Why the heck are they bothering with trying to secure a $5 item? And who’s the genius who thinks a tiny hole at the top of a thin piece of cardboard is going to stop a thief? Lol! It takes all kinds to make a world.
That reminds me of the days when stores started putting security tags on CD wrappers. So people just cut that part of the wrapper off in the store. Hardware stores even started selling tiny box cutters the size of a quarter to make it easy.
 
Ebay
Plenty parts to make it yourself. Linux is not hard at all.
I'm in IT, currently as a SysAdmin, and sometimes even *I* don't want to build a system. Did I just pull the AIO cooler out of my box yesterday and replace it with a Noctua NH-D15 and waiting on a new set of 140mm fans to arrive tomorrow? Sure! But it's not something I recommend to everybody, especially when that's not the question that was asked.
 
My oldest built his brother a gaming computer like that years ago. Had lime 4 fans in it. Sounded like a Cessna.
Did he have a GlobalWin FOP32 heatsink/fan in it? I had one of those and it sounded like a hairdryer from straight across the house.

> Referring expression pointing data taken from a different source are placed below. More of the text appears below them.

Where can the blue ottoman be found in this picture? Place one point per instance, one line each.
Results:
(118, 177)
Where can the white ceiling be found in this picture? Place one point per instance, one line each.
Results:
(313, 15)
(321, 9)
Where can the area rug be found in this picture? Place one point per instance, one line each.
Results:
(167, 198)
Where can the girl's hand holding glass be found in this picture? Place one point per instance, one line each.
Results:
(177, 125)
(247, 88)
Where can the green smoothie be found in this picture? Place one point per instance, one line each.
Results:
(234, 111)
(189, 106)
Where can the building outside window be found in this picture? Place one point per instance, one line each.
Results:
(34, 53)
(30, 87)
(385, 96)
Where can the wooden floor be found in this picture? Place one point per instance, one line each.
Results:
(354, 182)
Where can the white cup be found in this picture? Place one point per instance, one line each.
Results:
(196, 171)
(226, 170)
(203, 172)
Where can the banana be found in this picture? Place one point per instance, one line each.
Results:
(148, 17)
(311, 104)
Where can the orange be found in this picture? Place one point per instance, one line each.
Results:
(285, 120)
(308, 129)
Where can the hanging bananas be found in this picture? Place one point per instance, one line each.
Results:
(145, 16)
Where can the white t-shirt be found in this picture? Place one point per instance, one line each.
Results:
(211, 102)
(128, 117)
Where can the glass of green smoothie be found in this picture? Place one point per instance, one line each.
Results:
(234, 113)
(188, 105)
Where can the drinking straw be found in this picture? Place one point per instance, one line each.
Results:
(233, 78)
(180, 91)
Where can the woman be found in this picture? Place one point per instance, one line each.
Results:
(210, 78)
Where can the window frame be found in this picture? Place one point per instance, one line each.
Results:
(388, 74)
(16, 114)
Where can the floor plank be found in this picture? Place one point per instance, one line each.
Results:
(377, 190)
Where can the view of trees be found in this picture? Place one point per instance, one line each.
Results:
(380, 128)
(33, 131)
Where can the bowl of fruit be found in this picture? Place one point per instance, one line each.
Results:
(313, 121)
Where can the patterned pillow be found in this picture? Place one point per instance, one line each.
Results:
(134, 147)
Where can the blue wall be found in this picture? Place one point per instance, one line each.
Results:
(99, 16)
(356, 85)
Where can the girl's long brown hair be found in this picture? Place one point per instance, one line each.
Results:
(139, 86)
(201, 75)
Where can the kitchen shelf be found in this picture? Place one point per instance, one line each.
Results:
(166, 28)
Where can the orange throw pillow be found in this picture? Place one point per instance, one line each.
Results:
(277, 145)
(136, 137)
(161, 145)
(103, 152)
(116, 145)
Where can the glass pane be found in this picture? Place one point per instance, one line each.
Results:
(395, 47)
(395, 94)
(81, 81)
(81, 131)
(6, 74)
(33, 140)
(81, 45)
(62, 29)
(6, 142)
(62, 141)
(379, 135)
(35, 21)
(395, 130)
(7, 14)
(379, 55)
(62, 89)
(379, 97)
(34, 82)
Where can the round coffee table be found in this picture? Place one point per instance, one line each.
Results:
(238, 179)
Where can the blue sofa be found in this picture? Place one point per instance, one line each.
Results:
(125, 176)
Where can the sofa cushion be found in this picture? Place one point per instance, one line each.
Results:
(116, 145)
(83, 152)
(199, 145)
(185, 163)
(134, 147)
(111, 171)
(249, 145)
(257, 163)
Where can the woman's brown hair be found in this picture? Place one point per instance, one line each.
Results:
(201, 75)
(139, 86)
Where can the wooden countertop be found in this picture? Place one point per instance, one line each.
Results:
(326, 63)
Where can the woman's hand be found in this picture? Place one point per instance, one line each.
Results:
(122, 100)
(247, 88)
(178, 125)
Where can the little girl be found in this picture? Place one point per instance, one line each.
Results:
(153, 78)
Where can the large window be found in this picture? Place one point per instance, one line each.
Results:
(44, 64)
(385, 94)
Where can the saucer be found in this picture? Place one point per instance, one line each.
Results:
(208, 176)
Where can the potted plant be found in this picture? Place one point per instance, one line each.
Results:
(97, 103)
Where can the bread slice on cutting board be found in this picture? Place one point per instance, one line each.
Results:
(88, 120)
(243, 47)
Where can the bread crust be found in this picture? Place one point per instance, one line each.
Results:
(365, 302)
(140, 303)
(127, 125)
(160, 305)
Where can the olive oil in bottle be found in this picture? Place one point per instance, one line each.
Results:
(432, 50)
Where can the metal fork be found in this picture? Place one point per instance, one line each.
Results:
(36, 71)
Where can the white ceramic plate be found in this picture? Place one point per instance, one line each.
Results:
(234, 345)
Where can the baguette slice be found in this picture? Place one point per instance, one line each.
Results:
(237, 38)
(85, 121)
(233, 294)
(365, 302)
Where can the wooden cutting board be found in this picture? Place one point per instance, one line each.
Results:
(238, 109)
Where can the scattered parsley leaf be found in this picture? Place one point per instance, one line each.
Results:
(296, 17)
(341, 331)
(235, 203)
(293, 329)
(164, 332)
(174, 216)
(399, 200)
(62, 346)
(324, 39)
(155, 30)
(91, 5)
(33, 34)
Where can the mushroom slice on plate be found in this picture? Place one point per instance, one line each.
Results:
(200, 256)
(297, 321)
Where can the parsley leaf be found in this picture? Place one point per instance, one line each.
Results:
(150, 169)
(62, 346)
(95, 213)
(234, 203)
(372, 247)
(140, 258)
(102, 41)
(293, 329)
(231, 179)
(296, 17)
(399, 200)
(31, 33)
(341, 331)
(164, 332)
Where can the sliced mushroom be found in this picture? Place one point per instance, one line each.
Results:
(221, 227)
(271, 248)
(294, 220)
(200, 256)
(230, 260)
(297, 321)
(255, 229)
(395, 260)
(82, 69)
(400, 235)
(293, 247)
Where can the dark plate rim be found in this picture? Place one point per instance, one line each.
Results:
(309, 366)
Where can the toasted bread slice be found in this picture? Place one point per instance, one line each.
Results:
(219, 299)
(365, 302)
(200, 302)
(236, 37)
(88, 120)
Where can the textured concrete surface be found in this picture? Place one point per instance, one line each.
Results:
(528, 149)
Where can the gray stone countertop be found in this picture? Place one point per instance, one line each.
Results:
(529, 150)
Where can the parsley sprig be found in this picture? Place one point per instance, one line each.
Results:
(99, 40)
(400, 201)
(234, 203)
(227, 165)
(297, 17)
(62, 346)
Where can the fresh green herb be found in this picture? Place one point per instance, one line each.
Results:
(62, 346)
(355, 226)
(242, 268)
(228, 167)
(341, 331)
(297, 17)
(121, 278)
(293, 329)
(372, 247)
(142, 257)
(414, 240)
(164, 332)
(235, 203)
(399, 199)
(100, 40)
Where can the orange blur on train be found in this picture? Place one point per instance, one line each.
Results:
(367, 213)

However, fans are controllable these days. Some even have a 0% setting where they can actually restart when necessary, unlike older fans that have to start at 100% and slow down.

No need to make something difficult though. You're not going to be sitting there playing competitive CounterStrike, so you don't need that sort of box.
 
If I'm looking for something electronic I check Amazon Warehouse for goods that have been returned. You can get a great deal if timed right
 
It would be the newest model.

What I do on the computer:
Internet for bills, doctor meeting research

Word documents creating and printing

Excel documents creating and printing

Apple music

I may record some guitar, just me. I have
Scarlett interface 2i2 I haven’t used in years that I was thinking about using on light recording.

I wound need to buy a SD card reader and an external disk drive.

Some light photo stuff.
The new macs are great. I used Macs exclusively for a long time, then for a while they were just so meh I switched to Windows. Last year I got an Apple silicon macbook pro for work, damn that thing is impressive. I work in a small company doing interactive installations and touchwalls for museums and stuff, most of our on-site projects run on mac mini's, they last forever and are totally up to pretty much anything you throw at them unless it involves projects with stuff like 4 4k projectors at the same time. I'm sure it'll do everything you need it to :)

And as a tip for photo stuff: https://affinity.serif.com/en-gb/photo/. Unlike Adobe they don't try to suck your wallet dry with a monthly subscription... I like it a lot and it's on sale quite often, I picked up most of the v1 software for around 30 bucks a piece.